C’est que l’œuvre de Monique Wittig inspire beaucoup et partout : aussi bien des mises en scène, des chorégraphies, des performances – citons Marinette Dozeville, Namoro, Rachele Borghi, Judith Förster et Nanna Stigsdatter Mathiassen, Camille Blois et Élise Watts, Marta Izquierdo Muñoz, Rachel Boyer, Nora et Lola Kervroëdan, Anne Monteil-Bauer, la compagnie La Divine Bouchère, Le Polyèdre, et tant d’autres –, que des podcasts et émissions radiophoniques (« Monique Wittig, écrivain et lesbienne révolutionnaire » par Clémence Allezard, « Sexy Wittig » par Camille Regache, « Avoir raison avec… Monique Wittig » par Sophie-Catherine Gallet, « Linguistique à la dynamite » par « Mange des mots »), que des créations plastiques et visuelles (le devenu célèbre « Monike » de Roxane Maillet, les vignettes hallucinées de Camille Potte, les sculptures en faïence et en bois de Felixe KZ, les peintures d’Anne-Lise Coste…). Monique Wittig est lue sur scène et dans les musées : dans les FRAC et CRAC (Bordeaux, Altkirsch, Strasbourg, Sète…), dans des lectures chantées ou performées comme celles qu’organisent la Compagnie du cheval à bascule ou celle des Ballets confidentiels, à la Comédie-Française (Dominique Blanc).
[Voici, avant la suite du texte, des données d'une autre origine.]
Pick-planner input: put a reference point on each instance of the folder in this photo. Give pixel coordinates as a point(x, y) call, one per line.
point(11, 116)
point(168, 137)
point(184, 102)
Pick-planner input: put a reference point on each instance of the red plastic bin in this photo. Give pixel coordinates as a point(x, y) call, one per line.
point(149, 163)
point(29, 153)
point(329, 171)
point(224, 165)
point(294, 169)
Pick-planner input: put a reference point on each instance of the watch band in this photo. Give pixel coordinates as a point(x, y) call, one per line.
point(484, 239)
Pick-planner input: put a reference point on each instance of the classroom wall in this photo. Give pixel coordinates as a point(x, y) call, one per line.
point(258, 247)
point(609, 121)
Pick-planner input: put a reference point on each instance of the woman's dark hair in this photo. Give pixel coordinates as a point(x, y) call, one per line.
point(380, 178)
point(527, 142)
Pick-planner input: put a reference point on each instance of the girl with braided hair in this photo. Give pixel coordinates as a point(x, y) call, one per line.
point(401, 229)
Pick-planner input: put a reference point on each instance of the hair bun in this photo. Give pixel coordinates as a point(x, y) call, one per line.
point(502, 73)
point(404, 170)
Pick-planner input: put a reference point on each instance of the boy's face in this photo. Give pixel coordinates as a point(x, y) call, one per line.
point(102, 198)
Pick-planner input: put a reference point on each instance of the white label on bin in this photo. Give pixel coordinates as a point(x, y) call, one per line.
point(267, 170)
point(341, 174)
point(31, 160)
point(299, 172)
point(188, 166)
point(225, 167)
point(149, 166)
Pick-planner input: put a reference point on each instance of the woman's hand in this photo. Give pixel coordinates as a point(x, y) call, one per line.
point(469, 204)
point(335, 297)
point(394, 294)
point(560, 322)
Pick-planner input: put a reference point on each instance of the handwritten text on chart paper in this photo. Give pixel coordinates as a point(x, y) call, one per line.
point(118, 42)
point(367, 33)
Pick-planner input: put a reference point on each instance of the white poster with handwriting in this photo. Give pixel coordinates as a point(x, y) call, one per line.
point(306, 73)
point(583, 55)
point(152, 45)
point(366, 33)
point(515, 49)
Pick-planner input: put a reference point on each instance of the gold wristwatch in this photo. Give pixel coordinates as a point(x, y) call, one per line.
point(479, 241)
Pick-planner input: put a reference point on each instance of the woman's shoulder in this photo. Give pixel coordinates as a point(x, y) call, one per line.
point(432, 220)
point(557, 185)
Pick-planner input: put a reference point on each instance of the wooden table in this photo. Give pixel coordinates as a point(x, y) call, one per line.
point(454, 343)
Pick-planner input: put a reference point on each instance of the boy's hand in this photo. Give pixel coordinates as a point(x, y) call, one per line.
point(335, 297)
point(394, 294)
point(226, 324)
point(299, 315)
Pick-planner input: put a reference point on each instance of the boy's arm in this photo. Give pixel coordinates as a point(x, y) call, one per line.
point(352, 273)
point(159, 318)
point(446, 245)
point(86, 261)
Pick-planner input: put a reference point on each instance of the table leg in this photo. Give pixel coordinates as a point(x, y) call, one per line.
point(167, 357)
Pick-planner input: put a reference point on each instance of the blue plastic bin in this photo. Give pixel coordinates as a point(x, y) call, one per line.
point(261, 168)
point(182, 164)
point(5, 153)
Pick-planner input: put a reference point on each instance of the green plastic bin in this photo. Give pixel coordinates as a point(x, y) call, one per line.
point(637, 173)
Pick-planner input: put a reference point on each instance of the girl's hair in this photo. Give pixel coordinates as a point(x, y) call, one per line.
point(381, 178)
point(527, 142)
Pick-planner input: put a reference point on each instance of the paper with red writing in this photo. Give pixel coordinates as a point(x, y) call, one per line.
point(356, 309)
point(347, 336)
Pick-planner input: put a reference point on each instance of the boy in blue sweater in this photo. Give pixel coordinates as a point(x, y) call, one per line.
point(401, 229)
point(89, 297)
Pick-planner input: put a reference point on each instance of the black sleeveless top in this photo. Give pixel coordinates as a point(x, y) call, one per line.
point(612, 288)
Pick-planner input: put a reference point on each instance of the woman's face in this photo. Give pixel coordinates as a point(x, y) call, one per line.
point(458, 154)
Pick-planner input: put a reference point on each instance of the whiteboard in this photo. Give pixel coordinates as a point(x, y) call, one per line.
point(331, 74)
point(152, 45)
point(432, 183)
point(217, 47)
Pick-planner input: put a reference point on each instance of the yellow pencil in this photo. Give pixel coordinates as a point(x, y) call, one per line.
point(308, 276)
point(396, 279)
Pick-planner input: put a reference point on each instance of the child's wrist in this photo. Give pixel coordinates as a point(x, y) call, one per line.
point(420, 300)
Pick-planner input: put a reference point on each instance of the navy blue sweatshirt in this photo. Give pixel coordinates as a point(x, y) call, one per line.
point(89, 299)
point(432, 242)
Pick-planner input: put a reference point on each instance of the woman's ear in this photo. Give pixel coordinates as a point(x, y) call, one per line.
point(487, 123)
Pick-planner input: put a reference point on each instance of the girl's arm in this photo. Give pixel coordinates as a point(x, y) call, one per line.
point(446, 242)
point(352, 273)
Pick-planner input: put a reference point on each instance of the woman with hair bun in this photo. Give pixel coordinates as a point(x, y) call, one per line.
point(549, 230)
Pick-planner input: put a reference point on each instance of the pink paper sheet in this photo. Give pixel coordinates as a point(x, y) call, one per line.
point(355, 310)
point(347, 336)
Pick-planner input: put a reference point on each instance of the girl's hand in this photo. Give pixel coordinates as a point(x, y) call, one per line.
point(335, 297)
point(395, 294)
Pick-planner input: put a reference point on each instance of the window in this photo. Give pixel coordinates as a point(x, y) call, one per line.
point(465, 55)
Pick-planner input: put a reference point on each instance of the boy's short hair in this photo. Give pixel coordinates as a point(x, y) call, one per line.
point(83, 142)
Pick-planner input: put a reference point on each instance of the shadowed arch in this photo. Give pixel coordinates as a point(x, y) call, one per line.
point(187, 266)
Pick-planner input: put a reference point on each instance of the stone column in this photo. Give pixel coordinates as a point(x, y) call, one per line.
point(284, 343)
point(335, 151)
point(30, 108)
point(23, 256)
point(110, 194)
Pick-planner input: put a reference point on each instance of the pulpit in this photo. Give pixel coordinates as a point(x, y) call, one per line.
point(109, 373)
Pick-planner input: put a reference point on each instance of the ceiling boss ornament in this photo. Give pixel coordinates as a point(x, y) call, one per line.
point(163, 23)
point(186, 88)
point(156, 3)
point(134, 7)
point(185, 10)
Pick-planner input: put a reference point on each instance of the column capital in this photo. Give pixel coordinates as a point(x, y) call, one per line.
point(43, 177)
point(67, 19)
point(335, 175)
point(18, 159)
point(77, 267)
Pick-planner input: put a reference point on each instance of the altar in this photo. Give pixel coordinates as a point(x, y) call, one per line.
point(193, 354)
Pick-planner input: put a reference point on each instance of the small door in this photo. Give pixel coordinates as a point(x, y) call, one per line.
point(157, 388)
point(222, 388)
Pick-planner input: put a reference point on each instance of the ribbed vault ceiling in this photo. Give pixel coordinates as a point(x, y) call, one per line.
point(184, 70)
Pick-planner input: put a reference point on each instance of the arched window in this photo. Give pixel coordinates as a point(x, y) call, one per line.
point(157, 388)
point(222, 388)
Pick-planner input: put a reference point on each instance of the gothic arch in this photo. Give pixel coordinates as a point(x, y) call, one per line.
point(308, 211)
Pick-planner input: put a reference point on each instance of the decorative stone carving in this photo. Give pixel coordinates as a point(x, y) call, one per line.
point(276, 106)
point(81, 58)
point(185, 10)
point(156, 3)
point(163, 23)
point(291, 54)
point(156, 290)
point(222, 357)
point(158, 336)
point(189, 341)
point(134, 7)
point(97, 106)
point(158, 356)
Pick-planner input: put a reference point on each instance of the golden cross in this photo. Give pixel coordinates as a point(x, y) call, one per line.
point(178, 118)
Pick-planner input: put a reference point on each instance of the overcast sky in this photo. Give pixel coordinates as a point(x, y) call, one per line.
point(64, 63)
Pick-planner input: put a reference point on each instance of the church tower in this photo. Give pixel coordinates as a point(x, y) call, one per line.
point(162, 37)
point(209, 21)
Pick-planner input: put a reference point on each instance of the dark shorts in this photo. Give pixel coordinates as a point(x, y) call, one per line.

Des hommages et références sont régulièrement rendus à la radio, par Anne-Cécile Mailfert, Marina Hands, Guillaume Lebrun, Adèle Haenel ou Christine Angot. Wittig constitue un « fil rouge » d’émissions ponctuelles sur des radios locales ; on pense à celles que Benoît Lonier consacrait au festival d’Avignon en 2023, ou bien à « l’éclat des noctules » diffusé par Radio Royans Vercors par exemple. Wittig inspire des festivals, comme « Les corps lesbien-nes », à Montreuil en 2023 et 2024. Des expositions lui rendent honneur : « Over the Rainbow » à Pompidou en 2023, par la librairie Vigna (Nice), par le collectif Les Jaseuses (Paris), par Alison Wilder (Lateral Roma). Certaines recréent à partir du matériau de celles de Wittig : Wendy Delorme dans Viendra le temps du feu en 2021, Helena de Laurens, Clara Pacotte et Esmé Planchon dans leur Jukebox des trobairitz en 2023, Guillaume Lebrun dans Fantaisies guérillères (2022), Léa Rivière dans L’odeur des pierres mouillées (2023), le fanzine « Wittgougnottez-vous la violette ! » (Toulouse, 2023). Wittig fait encore son apparition, parfois surprenante, sur des totebags, sur des masques, dans des séances de karaté, dans des organisations de « Caravanes sans fin » à vélo, dans des jardins et des fresques (celle du quatorzième arrondissement de Paris). Tout cela sans compter la profusion d’articles, universitaires ou grand public. Si Wittig est culte, c’est ainsi parce qu’elle devient l’une des figures centrales d’une théogonie globale : constellation de créations nouvelles, d’engagements nouveaux dont nous héritons, que nous continuons, contestons et déplaçons.


L’Association des Ami.es de Monique Wittig a été créée en 2014, à l’occasion des cinquante ans de la parution de L’Opoponax.